With the support of leading German manufacturers Schueco and SunWays, the architect Simone Giostra with Arup developed a new technology for laminating photovoltaic cells in a glass curtain wall and oversaw the production of the first glass solar panels by Chinese manufacturer SunTech. The polycrystalline photovoltaic cells are laminated within the glass of the curtain wall and placed with changing density on the entire building’s skin. The density pattern increases building’s performance, allowing natural light when required by interior program, while reducing heat gain and transforming excessive solar radiation into energy for the media wall.

Xicui’s opaque box-like commercial building gains the ability of communicating with its urban environs through a new kind of digital transparency.
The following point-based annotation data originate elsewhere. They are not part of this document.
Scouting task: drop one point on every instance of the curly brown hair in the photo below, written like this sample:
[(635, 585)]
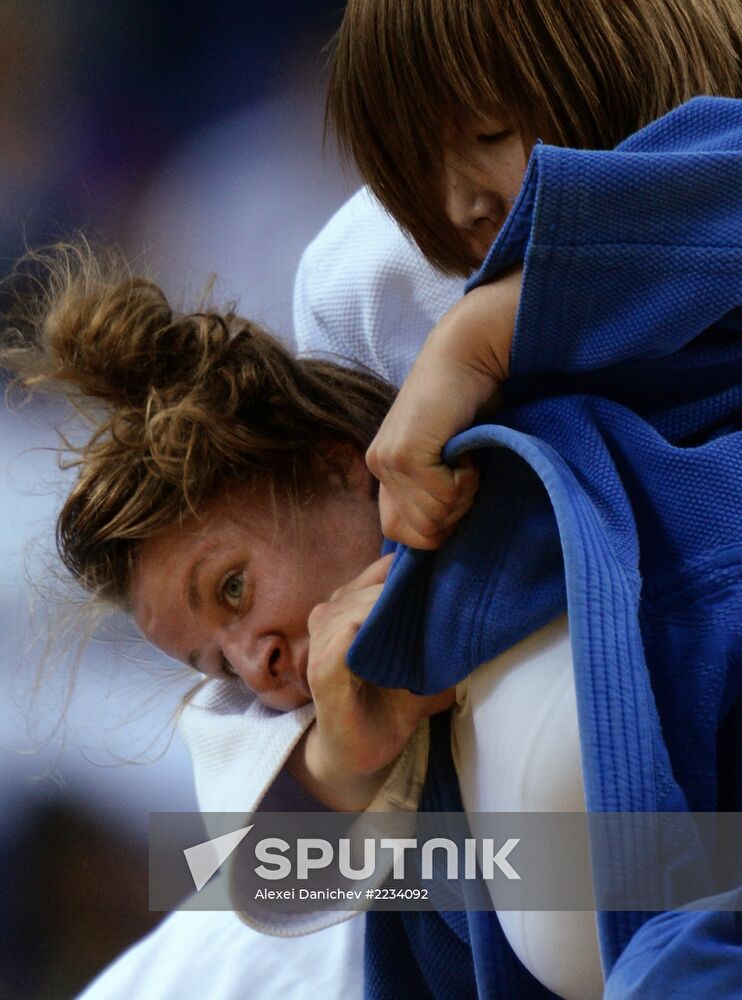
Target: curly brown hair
[(178, 406)]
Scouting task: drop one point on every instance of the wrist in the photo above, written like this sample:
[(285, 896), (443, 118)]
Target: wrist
[(329, 779)]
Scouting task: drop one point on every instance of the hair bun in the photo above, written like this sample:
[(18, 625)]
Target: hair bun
[(96, 332)]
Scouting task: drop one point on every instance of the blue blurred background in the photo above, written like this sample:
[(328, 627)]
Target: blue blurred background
[(189, 134)]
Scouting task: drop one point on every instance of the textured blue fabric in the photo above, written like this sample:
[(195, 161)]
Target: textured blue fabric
[(611, 485)]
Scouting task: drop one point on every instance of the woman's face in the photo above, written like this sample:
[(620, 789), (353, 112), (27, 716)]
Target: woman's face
[(483, 166), (230, 593)]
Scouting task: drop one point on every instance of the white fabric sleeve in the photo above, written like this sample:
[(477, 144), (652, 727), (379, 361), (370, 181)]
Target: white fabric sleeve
[(365, 295), (239, 746)]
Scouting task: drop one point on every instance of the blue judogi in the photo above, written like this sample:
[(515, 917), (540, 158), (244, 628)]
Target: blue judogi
[(612, 487)]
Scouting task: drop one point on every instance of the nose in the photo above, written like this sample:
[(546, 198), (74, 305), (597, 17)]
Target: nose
[(469, 206), (263, 663)]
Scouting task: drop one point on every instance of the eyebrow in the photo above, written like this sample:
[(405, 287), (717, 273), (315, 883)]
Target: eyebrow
[(194, 593)]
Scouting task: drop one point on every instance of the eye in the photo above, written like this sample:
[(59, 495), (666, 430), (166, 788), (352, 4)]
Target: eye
[(232, 588), (490, 138)]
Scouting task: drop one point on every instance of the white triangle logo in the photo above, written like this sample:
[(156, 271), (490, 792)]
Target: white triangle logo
[(204, 859)]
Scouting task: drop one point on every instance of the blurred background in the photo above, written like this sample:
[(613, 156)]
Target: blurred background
[(190, 135)]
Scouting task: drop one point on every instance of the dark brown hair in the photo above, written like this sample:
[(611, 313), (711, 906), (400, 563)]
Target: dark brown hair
[(580, 73), (179, 407)]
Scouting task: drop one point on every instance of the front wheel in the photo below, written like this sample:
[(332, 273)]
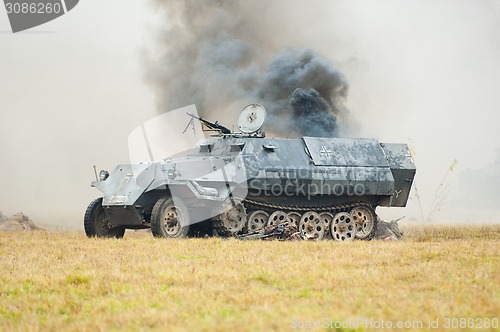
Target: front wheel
[(169, 220), (96, 222)]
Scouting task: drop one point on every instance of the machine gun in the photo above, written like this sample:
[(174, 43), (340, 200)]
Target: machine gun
[(212, 126)]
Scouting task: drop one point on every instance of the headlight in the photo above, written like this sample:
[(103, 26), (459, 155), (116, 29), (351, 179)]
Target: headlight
[(103, 175)]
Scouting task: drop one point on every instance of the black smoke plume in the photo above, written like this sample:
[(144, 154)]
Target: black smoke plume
[(215, 53)]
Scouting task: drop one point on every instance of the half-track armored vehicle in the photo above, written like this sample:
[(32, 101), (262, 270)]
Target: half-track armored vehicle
[(237, 182)]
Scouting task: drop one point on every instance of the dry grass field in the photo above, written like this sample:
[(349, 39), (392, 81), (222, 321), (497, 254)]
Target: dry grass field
[(65, 281)]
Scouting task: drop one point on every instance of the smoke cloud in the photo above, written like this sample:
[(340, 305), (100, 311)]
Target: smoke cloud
[(218, 53)]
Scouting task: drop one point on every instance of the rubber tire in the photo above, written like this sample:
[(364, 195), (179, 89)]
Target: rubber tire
[(157, 223), (89, 222)]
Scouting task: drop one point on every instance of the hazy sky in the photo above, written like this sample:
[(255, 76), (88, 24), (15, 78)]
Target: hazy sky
[(73, 89)]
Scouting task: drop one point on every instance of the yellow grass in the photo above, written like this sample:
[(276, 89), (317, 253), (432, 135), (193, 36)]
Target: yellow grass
[(64, 281)]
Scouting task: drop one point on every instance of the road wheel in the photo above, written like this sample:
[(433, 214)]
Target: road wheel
[(96, 222), (169, 220)]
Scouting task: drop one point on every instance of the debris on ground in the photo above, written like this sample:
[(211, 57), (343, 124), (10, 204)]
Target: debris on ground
[(17, 223)]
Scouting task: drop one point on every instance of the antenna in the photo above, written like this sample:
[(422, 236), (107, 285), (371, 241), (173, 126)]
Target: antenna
[(252, 118)]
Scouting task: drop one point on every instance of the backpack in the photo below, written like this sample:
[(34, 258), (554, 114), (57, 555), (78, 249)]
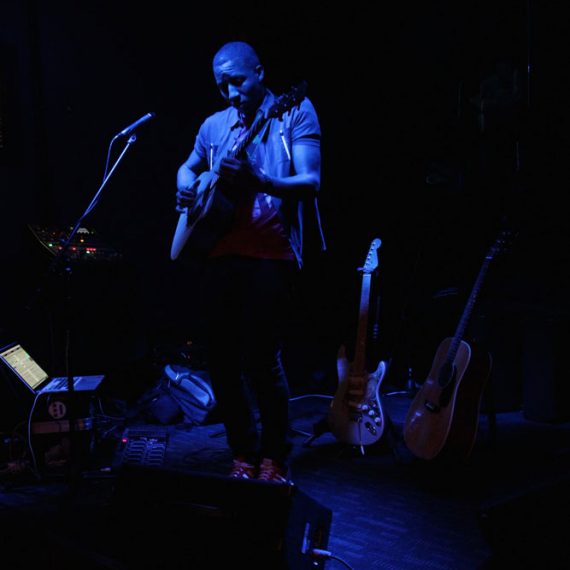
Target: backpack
[(181, 395)]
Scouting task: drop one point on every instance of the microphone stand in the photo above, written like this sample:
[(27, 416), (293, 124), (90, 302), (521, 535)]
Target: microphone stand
[(61, 259)]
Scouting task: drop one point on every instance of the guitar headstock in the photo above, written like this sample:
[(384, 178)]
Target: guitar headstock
[(371, 262), (287, 101), (501, 243)]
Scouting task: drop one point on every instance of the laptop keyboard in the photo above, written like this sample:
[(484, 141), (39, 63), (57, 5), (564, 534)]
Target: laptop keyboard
[(60, 383)]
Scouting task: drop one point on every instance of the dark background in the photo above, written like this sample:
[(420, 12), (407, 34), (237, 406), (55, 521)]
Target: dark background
[(404, 159)]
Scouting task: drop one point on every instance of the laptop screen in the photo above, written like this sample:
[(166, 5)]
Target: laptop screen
[(23, 365)]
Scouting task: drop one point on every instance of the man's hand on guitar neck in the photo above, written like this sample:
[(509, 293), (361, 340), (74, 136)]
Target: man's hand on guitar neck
[(185, 197), (241, 175)]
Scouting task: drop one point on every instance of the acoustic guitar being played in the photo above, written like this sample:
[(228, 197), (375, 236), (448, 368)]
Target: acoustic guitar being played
[(201, 225)]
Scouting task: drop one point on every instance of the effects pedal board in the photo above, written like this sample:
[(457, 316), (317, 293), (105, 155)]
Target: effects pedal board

Its “intelligent skin” interacts with the building interiors and the outer public spaces using embedded, custom-designed software, transforming the building façade into a responsive environment for entertainment and public engagement.

The full integration of media/information technology with architecture in an urban context represents a new kind of communication surface devoted to unprecedented forms of art, while projecting information about the behavior and activity of the building to a wide range of distances and engaging a vast audience within the city of Beijing.

The innovative use of technology and experimental approach to communication and social interaction defines new standards in the context of urban interventions worldwide, raising global interest in the integration of digital technology with architecture and reinforcing the reputation of Beijing as a centre for innovation and urban renewal.

GreenPix is a large-scale display comprising of 2,292 color (RGB) LED’s light points comparable to a 24,000 sq. ft. (2.200 m2) monitor screen for dynamic content display. The very large scale and the characteristic low resolution of the screen enhances the abstract visual qualities of the medium, providing an art-specific communication form in contrast to commercial applications of high resolution screens in conventional media façades.